The prevalence of ESBL-producing bacteria

ESBL-producing organisms were identified phenotypically using the combined disc test. Among these, the majority were E. coli 36/101 (35.64%), followed by Klebsiella species 33/101 (32.67%), Citrobacter freundii 7/101 (6.93%), Enterobacter aerogenes 5/101 (4.95%), Enterobacter cloacae 5/101 (4.95%), P. vulgaris 4/101 (3.96%), Citrobacter divergens 3/101 (2.97%), Morganella species 3/1,013/101 (2.97%) and Providencia species 3/101 (2.97%), and the minimal frequent ESBL-producing organism was P. mirabilis 2/101 (1.98%) (see Fig. 2).

Fig. 2. Prevalence of ESBL-producing bacteria.

Bar chart displaying prevalence of ESBL-producing bacteria across 10 bacterial species. Escherichia coli and Klebsiella species dominate with 36 and 33 isolates respectively. Seven other species show much lower prevalence ranging from 2 to 7 isolates.

The antimicrobial susceptibility profile of ESBL-producing organisms

The isolated ESBL-producing organisms were identified according to the Clinical and Laboratory Standards Institute 2024. We used the antibiotic discs (Oxoid, England) of cefotaxime (CTX) (5 µg), cefotaxime/clavulanic acid (CEC) (30/10 µg), ceftazidime (CAZ) (30 µg), ceftazidime/clavulanic acid (CAC) (30/10 µg), imipenem (IPM) (10 µg), nitrofurantoin (F) (10 µg), ciprofloxacin (CIP) (5 µg) and ceftriaxone (CRO) (30 µg) (see Table 3).

Table 3. Antimicrobial susceptibility profile of the ESBL-producing organisms.

Isolated organism Antibiotic discs used
CTX CEC CAZ CAC IPM F CIP CRO
S I R S I R S I R S I R S I R S I R S I R S I R
Escherichia coli (36) 9 0 27 27 0 9 19 0 17 17 0 9 24 0 12 12 0 25 25 0 11 11 0 25
Klebsiella species (33) 8 0 25 25 0 8 19 0 14 14 0 9 24 0 9 9 0 22 22 0 11 11 0 22
C. freundii (7) 0 0 7 7 0 0 3 0 4 4 0 3 4 0 3 3 0 4 4 0 3 3 0 4
C. divergens (3) 1 0 2 2 0 1 2 0 1 1 0 2 2 0 1 1 0 2 2 0 1 1 0 2
Enterobacter aerogenes (5) 1 0 4 4 0 1 2 0 2 3 0 2 2 0 3 3 0 2 3 0 2 2 0 3
Enterobacter cloacae (5) 3 0 2 2 0 3 4 0 1 1 0 4 5 0 0 0 0 5 3 0 2 2 0 3
P. vulgaris (4) 2 0 2 2 0 2 3 0 1 1 0 3 3 0 1 13 0 3 2 0 2 2 0 2
Morganella (3) 1 0 2 2 0 1 3 0 0 0 0 3 2 0 1 1 0 2 2 0 1 1 0 2
Providencia (3) 1 0 2 2 0 1 0 0 3 3 0 0 1 0 2 2 0 1 2 0 1 1 0 2
P. mirabilis (2) 1 0 1 1 0 1 1 0 1 1 0 1 1 0 1 1 0 1 1 0 1 1 0 1

S, sensitive; I, intermediate; R, resistant.

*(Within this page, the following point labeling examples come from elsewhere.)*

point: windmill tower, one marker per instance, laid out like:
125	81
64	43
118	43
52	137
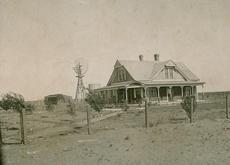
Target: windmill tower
80	69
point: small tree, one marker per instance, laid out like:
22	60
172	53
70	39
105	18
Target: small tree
14	101
186	104
95	100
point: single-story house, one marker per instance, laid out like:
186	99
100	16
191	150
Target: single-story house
156	81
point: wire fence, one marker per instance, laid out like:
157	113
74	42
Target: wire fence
41	123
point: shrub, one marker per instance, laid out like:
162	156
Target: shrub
186	105
12	101
48	105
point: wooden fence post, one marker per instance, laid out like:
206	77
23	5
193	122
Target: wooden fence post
192	109
88	121
227	113
146	114
22	127
1	142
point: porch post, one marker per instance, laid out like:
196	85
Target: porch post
203	92
167	94
191	90
197	96
116	96
182	91
158	93
170	93
126	95
146	97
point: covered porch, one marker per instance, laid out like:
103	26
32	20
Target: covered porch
136	92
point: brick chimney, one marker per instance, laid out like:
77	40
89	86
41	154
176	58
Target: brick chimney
156	57
141	57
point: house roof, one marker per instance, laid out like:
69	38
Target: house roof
146	70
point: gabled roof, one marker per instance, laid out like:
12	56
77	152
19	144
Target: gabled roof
146	70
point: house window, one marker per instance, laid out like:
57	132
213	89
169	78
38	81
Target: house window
166	73
169	73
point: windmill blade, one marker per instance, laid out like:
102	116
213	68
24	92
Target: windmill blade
81	66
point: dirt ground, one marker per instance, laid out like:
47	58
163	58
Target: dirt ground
123	140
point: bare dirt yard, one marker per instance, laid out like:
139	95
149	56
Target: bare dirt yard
123	140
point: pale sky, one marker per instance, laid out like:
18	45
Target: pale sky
40	39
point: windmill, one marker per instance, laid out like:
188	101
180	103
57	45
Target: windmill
80	68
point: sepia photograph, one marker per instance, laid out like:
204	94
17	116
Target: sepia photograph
114	82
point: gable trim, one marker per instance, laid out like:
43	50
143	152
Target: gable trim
179	71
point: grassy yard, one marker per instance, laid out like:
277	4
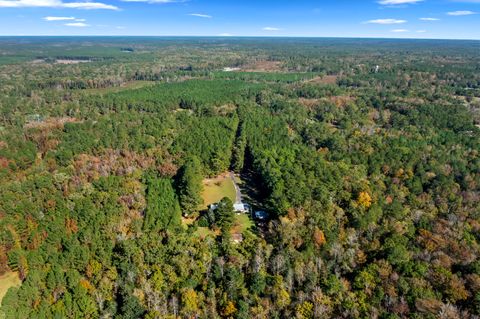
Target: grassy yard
243	222
214	189
7	281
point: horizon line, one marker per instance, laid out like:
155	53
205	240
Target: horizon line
240	36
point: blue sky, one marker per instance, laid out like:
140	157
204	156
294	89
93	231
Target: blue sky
448	19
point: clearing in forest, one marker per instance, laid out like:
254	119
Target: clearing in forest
214	189
7	281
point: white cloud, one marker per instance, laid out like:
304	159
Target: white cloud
461	13
58	18
271	29
155	1
200	15
398	2
55	4
386	21
77	24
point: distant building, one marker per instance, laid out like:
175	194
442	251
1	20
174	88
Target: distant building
261	215
237	238
237	207
241	208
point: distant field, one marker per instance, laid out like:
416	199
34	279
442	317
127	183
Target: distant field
8	281
127	86
242	223
214	189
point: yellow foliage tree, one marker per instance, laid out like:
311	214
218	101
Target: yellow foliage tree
229	310
364	200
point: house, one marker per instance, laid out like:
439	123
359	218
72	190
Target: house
261	215
237	207
237	238
241	208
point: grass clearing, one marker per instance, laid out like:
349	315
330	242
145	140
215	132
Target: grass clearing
214	189
7	281
242	223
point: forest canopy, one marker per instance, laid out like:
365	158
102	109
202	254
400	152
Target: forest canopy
364	155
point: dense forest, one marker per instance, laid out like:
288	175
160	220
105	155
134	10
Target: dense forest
364	153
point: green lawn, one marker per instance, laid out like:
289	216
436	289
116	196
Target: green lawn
7	281
217	188
243	222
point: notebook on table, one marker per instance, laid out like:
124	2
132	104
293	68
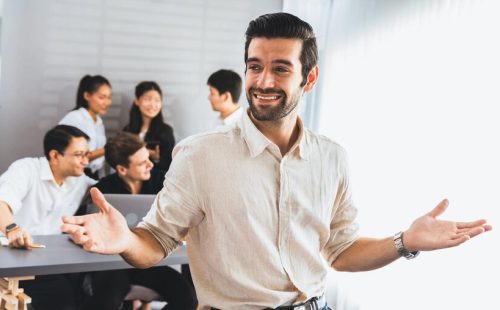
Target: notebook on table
133	207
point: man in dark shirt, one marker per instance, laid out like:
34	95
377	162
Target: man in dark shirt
135	174
127	154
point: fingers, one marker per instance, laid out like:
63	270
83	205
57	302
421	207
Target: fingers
462	225
20	239
457	241
28	241
75	220
439	209
99	200
72	229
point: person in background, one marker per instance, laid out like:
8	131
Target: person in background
267	204
34	194
93	99
135	174
146	120
224	92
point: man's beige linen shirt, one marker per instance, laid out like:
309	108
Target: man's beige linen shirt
263	228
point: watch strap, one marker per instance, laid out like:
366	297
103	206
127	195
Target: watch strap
400	247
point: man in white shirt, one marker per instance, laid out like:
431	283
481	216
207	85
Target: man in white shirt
224	92
35	193
266	204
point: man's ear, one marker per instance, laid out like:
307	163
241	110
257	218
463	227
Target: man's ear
122	170
312	78
86	96
53	155
226	97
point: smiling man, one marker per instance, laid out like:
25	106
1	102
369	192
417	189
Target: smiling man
35	193
267	202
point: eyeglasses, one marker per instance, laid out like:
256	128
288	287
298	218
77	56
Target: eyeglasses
151	100
79	155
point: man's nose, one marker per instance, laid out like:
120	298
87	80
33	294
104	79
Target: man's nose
266	79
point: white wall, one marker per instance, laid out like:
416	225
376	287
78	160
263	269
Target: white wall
47	46
413	95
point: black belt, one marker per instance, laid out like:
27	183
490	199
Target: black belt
315	303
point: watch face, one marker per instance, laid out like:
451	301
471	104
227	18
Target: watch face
10	226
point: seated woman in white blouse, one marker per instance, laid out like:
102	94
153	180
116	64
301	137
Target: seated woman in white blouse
93	98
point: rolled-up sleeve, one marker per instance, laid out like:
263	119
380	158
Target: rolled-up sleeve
177	206
344	229
15	184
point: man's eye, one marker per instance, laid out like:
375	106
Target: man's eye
253	67
281	69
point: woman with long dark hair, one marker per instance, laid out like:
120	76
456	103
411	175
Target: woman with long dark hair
93	99
146	120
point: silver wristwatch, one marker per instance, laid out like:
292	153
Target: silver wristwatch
400	247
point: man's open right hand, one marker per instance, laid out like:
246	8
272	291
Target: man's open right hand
105	232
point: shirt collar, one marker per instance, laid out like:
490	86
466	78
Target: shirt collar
47	175
86	114
45	171
231	118
257	142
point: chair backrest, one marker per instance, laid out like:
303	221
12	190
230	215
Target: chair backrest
133	207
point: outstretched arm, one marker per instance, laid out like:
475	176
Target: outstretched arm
426	233
107	232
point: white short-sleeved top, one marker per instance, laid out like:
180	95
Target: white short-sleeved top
82	120
37	202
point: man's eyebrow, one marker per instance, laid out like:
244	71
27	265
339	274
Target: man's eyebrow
276	61
252	59
283	62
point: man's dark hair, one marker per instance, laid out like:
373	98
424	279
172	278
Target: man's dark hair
287	26
59	137
119	148
226	80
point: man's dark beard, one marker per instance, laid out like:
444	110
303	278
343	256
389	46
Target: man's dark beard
271	113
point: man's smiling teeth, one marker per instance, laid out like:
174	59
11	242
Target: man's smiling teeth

No isolate had an intermediate antimicrobial profile.

Genotypic characterization of ESBL-producing organisms

We completed the genotypic analysis of all ESBL-producing bacterial isolates. The blaTEM encoding genes were 49.5% (50/101) present and 50.5% (n=51/101) absent for ESBL-encoding or non-ESBL-encoding, respectively. The comparable figures suggested that blaTEM genes are essential for the genotypic analysis of ESBL generation. The blaCTX-M encoding genes were 69.3% (70/101) absent blaCTX-M and 30.7% (31/101) present, indicating a significant proportion of blaCTX-M genes do encode for ESBLs. Most of the blaSHV genes, 92.1% (93/101), were absent. Thus, they did not encode for ESBLs. In contrast, only 7.9% (8/101) of blaSHV genes were present, indicating blaSHV genes are less commonly associated with ESBL production (see Fig. 3).

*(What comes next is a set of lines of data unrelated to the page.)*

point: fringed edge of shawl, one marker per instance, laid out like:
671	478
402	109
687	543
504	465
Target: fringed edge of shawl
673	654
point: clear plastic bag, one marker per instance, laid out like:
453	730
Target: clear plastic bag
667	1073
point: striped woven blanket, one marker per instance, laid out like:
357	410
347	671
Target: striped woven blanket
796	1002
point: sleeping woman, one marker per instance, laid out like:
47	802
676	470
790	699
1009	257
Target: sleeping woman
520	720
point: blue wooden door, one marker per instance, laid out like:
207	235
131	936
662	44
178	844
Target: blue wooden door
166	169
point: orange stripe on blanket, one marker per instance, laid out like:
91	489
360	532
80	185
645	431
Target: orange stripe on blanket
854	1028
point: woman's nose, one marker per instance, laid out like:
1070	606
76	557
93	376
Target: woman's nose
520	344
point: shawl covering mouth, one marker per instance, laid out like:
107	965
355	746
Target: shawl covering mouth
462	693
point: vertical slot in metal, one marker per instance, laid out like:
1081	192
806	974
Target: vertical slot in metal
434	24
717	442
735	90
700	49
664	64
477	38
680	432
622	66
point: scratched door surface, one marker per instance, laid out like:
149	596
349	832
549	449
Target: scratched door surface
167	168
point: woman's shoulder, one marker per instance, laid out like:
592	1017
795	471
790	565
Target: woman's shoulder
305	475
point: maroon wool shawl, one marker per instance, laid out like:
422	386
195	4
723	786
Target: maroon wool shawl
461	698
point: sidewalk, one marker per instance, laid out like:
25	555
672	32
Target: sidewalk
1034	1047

Fig. 3. Prevalence of common ESBL genes among bacterial isolates. This bar graph illustrates the number of bacterial isolates with either presence or absence of the three key ESBL-encoding genes: blaTEM, blaCTX-M and blaSHV. The data show that the blaSHV gene was the least common, found in 8 isolates, while blaTEM and blaCTX-M were detected in 50 and 31 isolates, respectively.

Bar graph comparing presence and absence of three ESBL genes in bacterial isolates. blaTEM shows the highest detection with 50 positive isolates, blaCTX-M follows with 31 and blaSHV shows the lowest prevalence with only 8 positives.

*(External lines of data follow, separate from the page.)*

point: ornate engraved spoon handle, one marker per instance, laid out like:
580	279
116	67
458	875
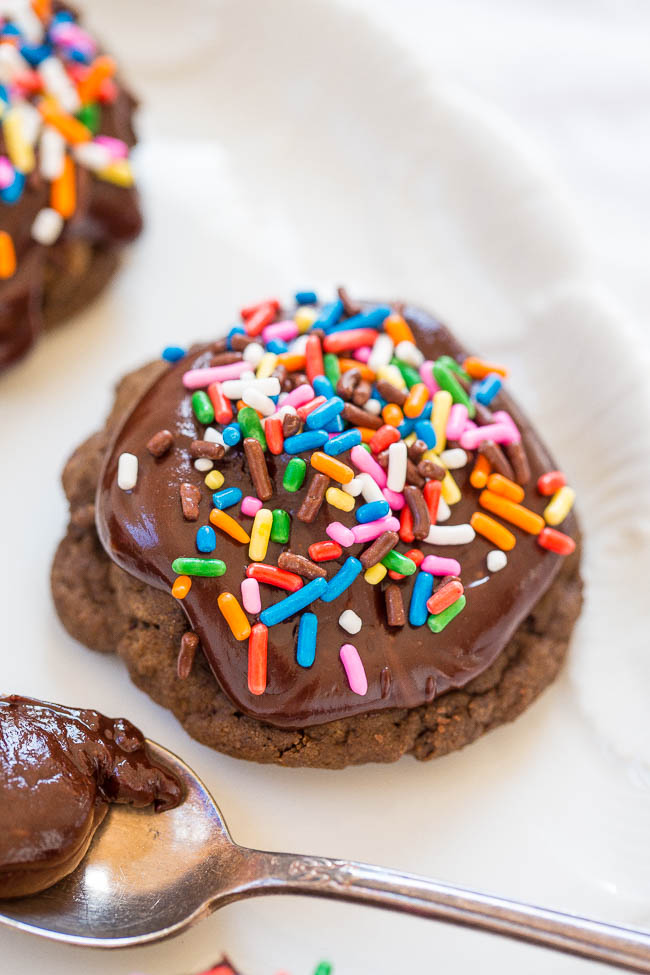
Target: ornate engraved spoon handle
365	884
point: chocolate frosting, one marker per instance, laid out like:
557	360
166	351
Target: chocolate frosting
59	770
143	531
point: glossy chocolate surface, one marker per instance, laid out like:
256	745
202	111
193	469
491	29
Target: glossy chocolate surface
143	530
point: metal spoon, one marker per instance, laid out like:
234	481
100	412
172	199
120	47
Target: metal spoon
149	876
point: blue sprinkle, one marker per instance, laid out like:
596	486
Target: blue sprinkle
307	630
309	440
294	602
422	590
206	540
231	434
172	353
424	431
325	413
345	441
486	390
226	498
322	386
342	580
372	511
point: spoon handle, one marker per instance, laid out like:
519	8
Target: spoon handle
365	884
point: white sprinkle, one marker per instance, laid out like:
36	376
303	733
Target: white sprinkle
47	226
450	535
454	459
409	353
350	621
127	471
496	560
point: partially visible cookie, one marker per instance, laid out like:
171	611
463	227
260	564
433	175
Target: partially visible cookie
67	201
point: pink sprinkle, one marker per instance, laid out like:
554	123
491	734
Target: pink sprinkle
499	432
354	670
250	595
438	566
285	331
198	378
456	422
364	462
339	533
373	529
299	395
426	375
395	500
250	506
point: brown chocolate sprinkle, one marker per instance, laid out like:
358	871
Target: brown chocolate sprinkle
516	453
418	507
186	654
395	614
257	468
361	418
496	458
206	448
190	497
304	567
314	498
160	443
379	548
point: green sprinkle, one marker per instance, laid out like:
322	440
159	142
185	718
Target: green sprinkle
281	526
438	621
250	424
294	474
332	368
396	562
199	567
203	408
447	380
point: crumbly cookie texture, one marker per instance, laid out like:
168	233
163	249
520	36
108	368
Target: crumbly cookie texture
111	611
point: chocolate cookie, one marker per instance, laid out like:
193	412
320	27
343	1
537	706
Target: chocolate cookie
505	633
67	201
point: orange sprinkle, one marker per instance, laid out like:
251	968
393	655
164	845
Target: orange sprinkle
505	487
7	255
221	519
479	369
478	477
63	192
398	329
516	514
332	467
493	531
71	129
392	414
366	372
89	87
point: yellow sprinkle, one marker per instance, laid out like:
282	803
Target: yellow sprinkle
214	480
450	490
339	499
260	534
266	365
19	150
559	506
305	318
119	172
375	573
439	416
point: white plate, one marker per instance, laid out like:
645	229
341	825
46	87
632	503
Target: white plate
310	153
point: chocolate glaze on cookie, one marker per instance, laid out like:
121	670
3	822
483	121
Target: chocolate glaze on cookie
59	770
143	531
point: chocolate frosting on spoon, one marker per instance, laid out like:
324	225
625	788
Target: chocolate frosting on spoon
143	530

The distribution of isolated organisms against ESBL-encoding genes

E. coli and Klebsiella species were the most prevalent ESBL producers; they frequently tested negative for all the specific encoding genes analysed in this study.

The highest number of isolates showing genotype–absent but phenotype–presence results was observed across all three ESBL-encoding genes. This indicated the presence of phenotypic resistance to extended-spectrum beta-lactams despite the absence of detectable blaTEM, blaCTX-M or blaSHV genes, suggesting the possible involvement of other resistance mechanisms or gene variants not targeted in the current study (see Table 4).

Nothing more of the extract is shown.